Banco de Edir Macedo é alvo da PF por suspeita de fraude e tem bloqueio de R$ 670 milhões

Operação Miragem apura manipulação de balanços no Digimais, levou ao bloqueio de R$ 670 milhões e tem como base relatórios produzidos pelo BC

A Polícia Federal deflagrou na manhã desta terça-feira (23) a Operação Miragem, que investiga um suposto esquema de fraudes financeiras no Banco Digimais, instituição controlada pelo bispo Edir Macedo, fundador da Igreja Universal do Reino de Deus. A Justiça Federal de São Paulo autorizou nove mandados de busca e apreensão, além do bloqueio de R$ 670,3 milhões em bens e valores dos investigados.

Mais de 50 policiais federais participam da operação, que também resultou na quebra dos sigilos bancário e fiscal dos alvos. As medidas foram autorizadas pela Justiça Federal após representação da Polícia Federal baseada em relatórios produzidos pelo Banco Central.

Segundo a investigação, administradores do banco teriam criado mecanismos para ocultar a real situação econômico-financeira da instituição, apresentar resultados artificiais e manter uma aparência de solvência perante os órgãos reguladores e o mercado.

As apurações apontam para a existência de um esquema de manipulação sistemática de balanços e resultados contábeis, com o objetivo de esconder prejuízos e inflar artificialmente o patrimônio da instituição.

De acordo com a Polícia Federal, a prática teria permitido a supervalorização de ativos e a geração artificial de receitas em valores que alcançam centenas de milhões de reais.

Melhora artificial dos indicadores
Os investigadores afirmam que as operações sob suspeita tinham o objetivo de melhorar artificialmente os indicadores patrimoniais do banco e viabilizar operações de captação incompatíveis com a real situação financeira da instituição.

Em um dos trechos da investigação, a PF aponta que a suposta manobra teve “o escopo de inflar artificialmente o patrimônio” do Digimais para permitir a emissão desproporcional de títulos de captação, produzindo, segundo os investigadores, “fortes evidências da prática de gestão fraudulenta e de inserção de dados falsos em demonstrativos contábeis”.

As investigações indicam que parte do esquema envolvia a inserção de ativos em fundos administrados por empresas ligadas ao grupo financeiro que atua junto ao banco. Segundo a Polícia Federal, essas operações permitiriam a superavaliação sistemática de ativos e a ocultação da deterioração financeira da instituição.

De acordo com Cleber Lourenço, ICL, a PF também apura a realização de operações financeiras supostamente irregulares em benefício da empresa controladora do banco, além da possível manipulação de informações encaminhadas aos sistemas oficiais utilizados pelo Banco Central na supervisão do sistema financeiro.

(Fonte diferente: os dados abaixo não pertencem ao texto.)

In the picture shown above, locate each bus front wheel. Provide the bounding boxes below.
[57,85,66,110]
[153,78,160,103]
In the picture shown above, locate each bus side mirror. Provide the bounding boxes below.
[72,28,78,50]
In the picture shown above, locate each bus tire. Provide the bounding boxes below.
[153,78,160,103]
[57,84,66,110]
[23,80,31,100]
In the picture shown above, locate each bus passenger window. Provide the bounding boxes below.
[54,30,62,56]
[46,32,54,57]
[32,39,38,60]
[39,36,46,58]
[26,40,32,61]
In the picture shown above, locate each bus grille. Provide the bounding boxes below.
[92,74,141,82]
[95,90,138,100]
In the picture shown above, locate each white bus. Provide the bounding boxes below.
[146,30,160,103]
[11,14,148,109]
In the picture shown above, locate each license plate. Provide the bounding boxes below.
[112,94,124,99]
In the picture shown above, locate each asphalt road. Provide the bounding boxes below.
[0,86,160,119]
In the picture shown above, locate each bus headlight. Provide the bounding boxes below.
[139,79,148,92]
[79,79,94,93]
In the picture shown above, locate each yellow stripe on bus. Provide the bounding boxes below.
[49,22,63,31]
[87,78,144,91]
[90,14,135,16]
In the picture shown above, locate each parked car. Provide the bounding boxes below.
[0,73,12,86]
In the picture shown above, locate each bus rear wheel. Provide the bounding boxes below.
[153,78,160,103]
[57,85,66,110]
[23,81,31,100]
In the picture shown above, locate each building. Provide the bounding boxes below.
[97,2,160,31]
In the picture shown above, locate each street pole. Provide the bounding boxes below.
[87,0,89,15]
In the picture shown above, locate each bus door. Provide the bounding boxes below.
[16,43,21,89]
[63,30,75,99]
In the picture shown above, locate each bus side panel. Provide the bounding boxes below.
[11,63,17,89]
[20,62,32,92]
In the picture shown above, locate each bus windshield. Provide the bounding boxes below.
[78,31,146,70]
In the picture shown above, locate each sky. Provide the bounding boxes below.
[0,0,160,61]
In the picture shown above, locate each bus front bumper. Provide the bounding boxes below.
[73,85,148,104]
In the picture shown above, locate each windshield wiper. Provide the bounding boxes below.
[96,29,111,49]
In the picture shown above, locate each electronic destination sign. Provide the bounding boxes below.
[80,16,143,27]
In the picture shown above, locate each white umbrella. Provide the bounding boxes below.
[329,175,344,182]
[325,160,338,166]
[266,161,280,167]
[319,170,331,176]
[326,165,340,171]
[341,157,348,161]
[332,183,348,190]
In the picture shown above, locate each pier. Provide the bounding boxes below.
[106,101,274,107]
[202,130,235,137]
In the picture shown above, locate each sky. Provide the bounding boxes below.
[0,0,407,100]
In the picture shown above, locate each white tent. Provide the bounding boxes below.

Segundo os investigadores, relatórios produzidos pelo órgão regulador identificaram graves irregularidades na condução dos negócios da instituição, o que deu origem às apurações criminais.

As investigações alcançam dirigentes ligados ao Digimais, administradores de fundos de investimento e pessoas ligadas à estrutura de controle da instituição.

Edir Macedo é um dos investigados em razão de sua condição de controlador do banco. O líder religioso, no entanto, não foi alvo dos mandados de busca e apreensão cumpridos nesta terça-feira por estar morando no exterior.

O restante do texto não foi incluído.